Understanding RAG: The Smart Foundation of Advanced AI

Kamraan MulaniKamraan Mulani
6 min read

📚 What is RAG (Retrieval-Augmented Generation) ?

“ Take the relevant data and feed it to the prompt “ — Piyush sir
RAG is an AI technique that combines the power of information retrieval with large language models (LLMs) to enhance the accuracy and context awareness of AI generated responses.
It works by file searching for relevant information from external data sources ( like databases , documents or the web) and then it uses that information to guide LLM in generating a more accurate and informative response.

🧠 What is Context Window?

At a given time how many tokens we can process it is called as context window.

The above is example figure if the user ask a question (request) the LLM will give response and when user ask next question then LLM will give answer based on the previous conversation .

⚙️ A Simple RAG application

A chatbot that scans a PDF and provides responses based on the content of that PDF.

This is the workflow :

For a PDF chatbot :

First, we have a Data Source, such as a PDF. We break down the data source page by page, a process called Chunking. After chunking, we create embeddings for each chunk and store them in a Vector Store. This entire process is called indexing, or the injection process.

If a user asks a question, we create embeddings for that question and search for them in the vector store. This helps us find relevant chunks. Based on these relevant chunks, we filter out the chunks from the data source and create multiple small chunks based on the vector embeddings.
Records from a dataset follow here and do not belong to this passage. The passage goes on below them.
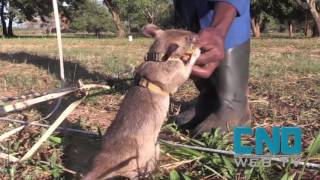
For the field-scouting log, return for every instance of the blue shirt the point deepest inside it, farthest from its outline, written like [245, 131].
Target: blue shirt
[239, 31]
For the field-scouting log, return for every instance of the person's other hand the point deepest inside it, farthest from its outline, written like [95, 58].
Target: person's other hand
[211, 42]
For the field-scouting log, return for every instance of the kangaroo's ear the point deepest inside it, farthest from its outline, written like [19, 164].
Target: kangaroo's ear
[151, 30]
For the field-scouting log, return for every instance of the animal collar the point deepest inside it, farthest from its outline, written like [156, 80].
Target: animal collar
[152, 87]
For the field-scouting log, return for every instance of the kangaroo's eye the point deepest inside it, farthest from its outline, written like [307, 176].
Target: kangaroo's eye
[171, 49]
Finally, we take the user's question and the chunks as input and call OpenAI. Based on this, we can generate an output.

🛠️ Steps for writing code

We have grasped the core concepts of RAG. Now, let’s translate that knowledge into code and see how it works under the hood.

We will use LangChain , If you don’t know what is Langchain , LangChain is an open source framework designed to build applications powered by large language models (LLMs), especially those that go beyond simple Q&A by integrating external data sources (like documents, databases, APIs, tools, etc.) and reasoning chains.

📥 Load Pdf

This will load the specified pdf .

You can refer this docs : https://python.langchain.com/docs/integrations/document_loaders/pypdfloader/

Run the below given command in your terminal

pip install langchain_community pypdf

Then add the code in your file :

from langchain_community.document_loaders import PyPDFLoader

pdf_path = Path(__file__).parent / "nodejs.pdf"
loader = PyPDFLoader(file_path=pdf_path)
docs = loader.load()

✂️ Splitter

This will split the loaded pdf .

You can refer this docs : https://python.langchain.com/docs/concepts/text_splitters/

Run the below given command in your terminal

pip install langchain_text_splitters

Then add the code in your file :

This will splits text into chunks of 1000 characters each, with a 200 character overlap between consecutive chunks to maintain context.
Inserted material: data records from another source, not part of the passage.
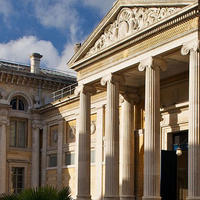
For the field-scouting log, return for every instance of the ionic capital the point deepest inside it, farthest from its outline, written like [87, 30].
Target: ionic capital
[4, 121]
[111, 78]
[151, 63]
[37, 124]
[190, 46]
[132, 98]
[84, 89]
from langchain_text_splitters import RecursiveCharacterTextSplitter

text_splitter = RecursiveCharacterTextSplitter(
    chunk_size=1000,
    chunk_overlap=200,
)

split_docs = text_splitter.split_documents(documents=docs)

🧬 Embedder

Now I will create embeddings for each chunk and store them in a Vector Store ,I am using Open AI embeddings model for this , you can use gemini also.

You can refer this docs : https://python.langchain.com/docs/integrations/text_embedding/openai/

Run the below given command in your terminal

pip install langchain_openai

Then add the code in your file :

from langchain_openai import OpenAIEmbeddings

embedder = OpenAIEmbeddings(
    model="text-embedding-3-large",
    api_key=""
)

🧱 Qdrant DB

We will use Qdrant DB Docker , create a file docker-compose.db.yml in your current folder ,
write the below code in your docker-compose.db.yml file.

services:
  qdrant:
    image: qdrant/qdrant
    ports:
      - 6333:6333

Run the below given command in your terminal

Before running this command start your desktop and sign up with your account :

docker compose -f docker.compose.yml up

After running the above command in terminal , you will get output in terminal as shown below

You can view the dashboard of your qdrant db on the port 6333 , use the below url to redirect to the dashboard. There is collection page where you can see your existing collection , at the beginning there will be no collections.

http://localhost:6333/dashboard

🤝 Interact with Database

To interact with DB we will use langchain.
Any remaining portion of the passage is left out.